As Girls enters its sixth and final series, Lena Dunham has reiterated her regret over the cult hit’s lack of racial diversity.
Girls, created by Dunham and launched in 2012, follows the imperfect lives of four white girls growing up in New York. It has soared in popularity since its inception and has been hailed as “era-defining”, but its racial problem has not gone unnoticed by critics.
In an interview with Nylon magazine, Dunham said: “I wouldn’t do another show that starred four white girls.
“That being said, when I wrote the pilot I was 23. Each character was an extension of me. I thought I was doing the right thing.
“I was not trying to write the experience of somebody I didn’t know, and not trying to stick a black girl in without understanding the nuance of what her experience of hipster Brooklyn was.”
The second series of Girls saw Dunham cast Golden Globe-winning actor Donald Glover to play her African American boyfriend, but some said the casting was still misguided. Under the headline “Why Girls Won’t Ever Overcome Its Racial Problem“, The Atlantic’s Judy Berman wrote in 2013: “Dunham continues to cast non-white actors only when race defines their character – which is to say, she still doesn’t get it.”

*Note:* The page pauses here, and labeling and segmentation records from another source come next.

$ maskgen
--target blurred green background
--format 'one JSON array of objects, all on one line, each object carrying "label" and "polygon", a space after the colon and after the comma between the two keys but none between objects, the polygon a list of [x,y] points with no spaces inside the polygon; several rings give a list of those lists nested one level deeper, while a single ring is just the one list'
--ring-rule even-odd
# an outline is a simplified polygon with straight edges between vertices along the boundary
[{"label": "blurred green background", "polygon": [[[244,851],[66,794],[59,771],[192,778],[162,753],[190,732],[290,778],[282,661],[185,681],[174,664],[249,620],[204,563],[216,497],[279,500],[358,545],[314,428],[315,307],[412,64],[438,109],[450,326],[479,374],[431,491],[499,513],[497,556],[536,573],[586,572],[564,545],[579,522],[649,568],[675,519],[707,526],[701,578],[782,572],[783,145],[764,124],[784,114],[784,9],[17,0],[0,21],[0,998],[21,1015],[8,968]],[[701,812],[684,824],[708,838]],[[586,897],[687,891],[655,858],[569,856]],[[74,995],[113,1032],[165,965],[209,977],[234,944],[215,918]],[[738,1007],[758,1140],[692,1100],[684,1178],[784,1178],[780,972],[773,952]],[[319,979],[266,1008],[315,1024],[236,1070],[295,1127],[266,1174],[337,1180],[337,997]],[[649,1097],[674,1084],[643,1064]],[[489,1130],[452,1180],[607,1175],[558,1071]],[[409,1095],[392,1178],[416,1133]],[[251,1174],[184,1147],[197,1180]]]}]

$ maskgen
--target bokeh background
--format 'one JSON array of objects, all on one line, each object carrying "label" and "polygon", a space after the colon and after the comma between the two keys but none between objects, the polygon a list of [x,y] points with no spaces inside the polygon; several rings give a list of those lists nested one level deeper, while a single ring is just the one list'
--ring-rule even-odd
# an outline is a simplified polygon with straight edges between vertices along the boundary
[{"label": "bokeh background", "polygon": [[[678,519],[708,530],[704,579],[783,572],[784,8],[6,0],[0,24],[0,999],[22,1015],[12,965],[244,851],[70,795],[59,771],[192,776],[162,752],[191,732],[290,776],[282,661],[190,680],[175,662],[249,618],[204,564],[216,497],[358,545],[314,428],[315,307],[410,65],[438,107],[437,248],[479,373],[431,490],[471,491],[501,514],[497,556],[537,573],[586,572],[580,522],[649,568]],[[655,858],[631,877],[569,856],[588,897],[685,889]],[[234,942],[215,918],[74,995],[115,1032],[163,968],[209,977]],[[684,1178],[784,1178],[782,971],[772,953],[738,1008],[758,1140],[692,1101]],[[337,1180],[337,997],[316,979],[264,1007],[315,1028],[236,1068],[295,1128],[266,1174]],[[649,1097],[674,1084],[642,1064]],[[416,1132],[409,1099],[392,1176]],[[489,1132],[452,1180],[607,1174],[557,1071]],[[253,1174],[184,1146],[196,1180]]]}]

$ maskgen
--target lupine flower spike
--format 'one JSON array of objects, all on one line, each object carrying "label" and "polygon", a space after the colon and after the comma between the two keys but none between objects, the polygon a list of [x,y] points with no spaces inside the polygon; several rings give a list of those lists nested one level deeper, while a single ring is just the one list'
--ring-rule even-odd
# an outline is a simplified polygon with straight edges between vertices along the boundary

This is not the first time Dunham has spoken on the subject, in response to criticism for its so-called ‘whitewashing’. In 2015, Dunham told The Hollywood Reporter, “I had been thinking so much about sort of representing weirdo girls and chubby girls and strange half-Jews that I had forgotten that there was an entire world of women who were being underserved.”
We can expect the final series to carry influences of the US election, and to have taken Donald Trump’s win into account: “I don’t mean to be demurring, but there are some big female issues, more than maybe ever before.”
Speaking about Girls finally coming to an end, Dunham said: “I’m probably going to have a nervous crying breakdown.”